Portrait

Installationsansicht »Auge und Welt«, Kunstverein für die Rheinlande und Westfalen, Düsseldorf, 2014, Courtesy Kunstverein für die Rheinlande und Westfalen, Düsseldorf

Textauszug

Tim Berresheim
Der nüchterne Ausstellungsraum des Kunstvereins für die Rheinlande und Westfalen in Düsseldorf macht es den Künstlern nicht eben leicht. Innerhalb der langgestreckten Raumflucht lassen sich nur schwer Beziehungen zwischen den Werken herstellen. Tim Berresheim (geb. 1975) hat den Raum im Griff. Er nutzt genau diese unterkühlt und distanziert wirkende Atmosphäre und richtet hier eine aus der Wirklichkeit extrahierte digitale Landschaft ein. Auf dem Fond eines über sämtliche Wände wie eine Tapete gezogenen Rasters wechseln große gerahmte Tableaus mit einzelnen, wie zufällig in den Raum gewehten Bildschnipseln und Piktogrammen. Dazu gehören figurativ sich zusammenballende Formationen aus Steinen, Kalender- oder Cannabisblättern, die sich im Raum mäandernd an anderer Stelle in wilde Strudel auflösen.

Auge und Welt« lautet der provokante Titel dieser Ausstellung, setzt er doch die subjektive Perspektive der eigenen Wahrnehmung einer welcher Form auch immer vermittelten Welt gegenüber, als ob sich diese beiden Bereiche tatsächlich voneinander trennen ließen. Berresheim scheint auf diese Dualität abzuzielen, wenn er seine digital geformten und deformierten, übernatürlich scharf ausbelichteten und hochaufgelösten
Bilder mit handwerklich oder wie man heute gerne sagt, »händisch« erstellten Ausdrucksformen verbindet. Auf diesem verfeinerten und auf höchstem technischen Standard operierenden Niveau entpuppt sich eine solche Synthese als explosive Mischung. Nicht nur die Anteile an Formen von Malerei und Zeichnung, die sich aus Körpermalerei, Graffiti, Comic und Werbegrafik ableiten lassen, auch die warme Holzfarbe der Bühnenarchitektur bis hin zu den Vitrinen mit ihren betont »handmade« gestalteten Schaustücken aus der Platten- und Merchandising-Produktpalette des hauseigenen Labels »Studios New America« sorgen für ein krudes Gegengewicht zur digitalen Glätte auf die Spitze getriebener Computerästhetik.

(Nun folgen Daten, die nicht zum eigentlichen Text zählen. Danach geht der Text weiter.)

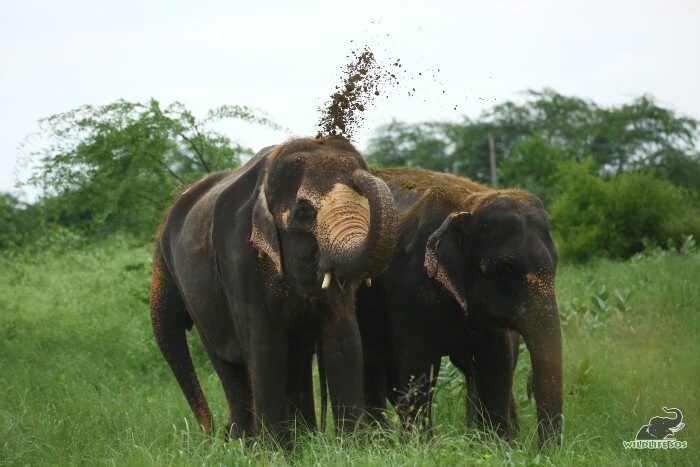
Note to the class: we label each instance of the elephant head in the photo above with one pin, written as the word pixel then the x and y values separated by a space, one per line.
pixel 662 427
pixel 325 223
pixel 321 217
pixel 498 260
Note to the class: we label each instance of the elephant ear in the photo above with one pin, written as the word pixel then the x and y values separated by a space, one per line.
pixel 443 257
pixel 263 234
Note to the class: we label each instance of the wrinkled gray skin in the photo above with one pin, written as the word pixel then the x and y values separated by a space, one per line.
pixel 243 255
pixel 662 427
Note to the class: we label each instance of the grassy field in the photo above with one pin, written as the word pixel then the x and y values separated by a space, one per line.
pixel 82 382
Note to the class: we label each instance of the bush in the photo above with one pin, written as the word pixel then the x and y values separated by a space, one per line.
pixel 592 216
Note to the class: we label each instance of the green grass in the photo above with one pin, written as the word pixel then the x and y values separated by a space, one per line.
pixel 82 382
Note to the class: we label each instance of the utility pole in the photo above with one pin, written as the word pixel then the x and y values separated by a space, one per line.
pixel 492 154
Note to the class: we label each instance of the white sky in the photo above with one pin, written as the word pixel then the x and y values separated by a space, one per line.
pixel 284 57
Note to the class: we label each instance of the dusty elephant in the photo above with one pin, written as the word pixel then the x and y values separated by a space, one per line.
pixel 264 260
pixel 474 268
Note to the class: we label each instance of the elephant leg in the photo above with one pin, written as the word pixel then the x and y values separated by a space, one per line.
pixel 375 391
pixel 300 389
pixel 493 368
pixel 267 366
pixel 416 385
pixel 170 322
pixel 236 385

So breit die motivische und kompositorische Vielfalt in dieser weitläufigen Ausstellung angelegt sein mag – als Resumée einer zehnjährigen Auseinandersetzung mit der Frage, wie Malerei im Zuge ihrer Mediatisierung durch Digitalität, Computing und Netzkultur heute aussehen kann, ist »Auge und Welt« tatsächlich das Ergebnis eines höchst bewussten analytischen Entwicklungsprozesses. Motive der Ent- und Beschleunigung, des Unterwegs-Seins, der Heimatlosigkeit oder Entwurzelung wechseln mit banalen Dingen des täglichen Lebens wie Käse, Wurst, Eier; daneben tauchen Buchstaben auf oder ein ratloser Halbsatz wie »How to«. Die Blätter und Stauden der Cannabispflanze gehören als Hinweis auf die irrationale Struktur dieser bunten Welt zu einem der am häufigsten wiederkehrenden Elemente. Aber dazwischen finden sich immer wieder emotionale, wenn auch am Computer generierte Kommentare zur Malerei: In der Reihe der »Katarakte« wird Farbe in explodierenden Kaskaden versprüht, und unter dem Titel »Vier Augen sehen mehr als zwei« lösen sich glitzernde Partikel als mysteriöse malerische Farbwolken aus der Dunkelheit des Hintergrunds. Tim Berresheim setzt die Computertechnik ein wie die Alten Meister die Ölmalerei: Ihre Bildsprache entwickelt sich nicht allein aus deren hochartifizieller Kunstfertigkeit, sondern aus dem Spannungsfeld zwischen zeitgemäßer Technik und der Befragung der eigenen Wirklichkeit.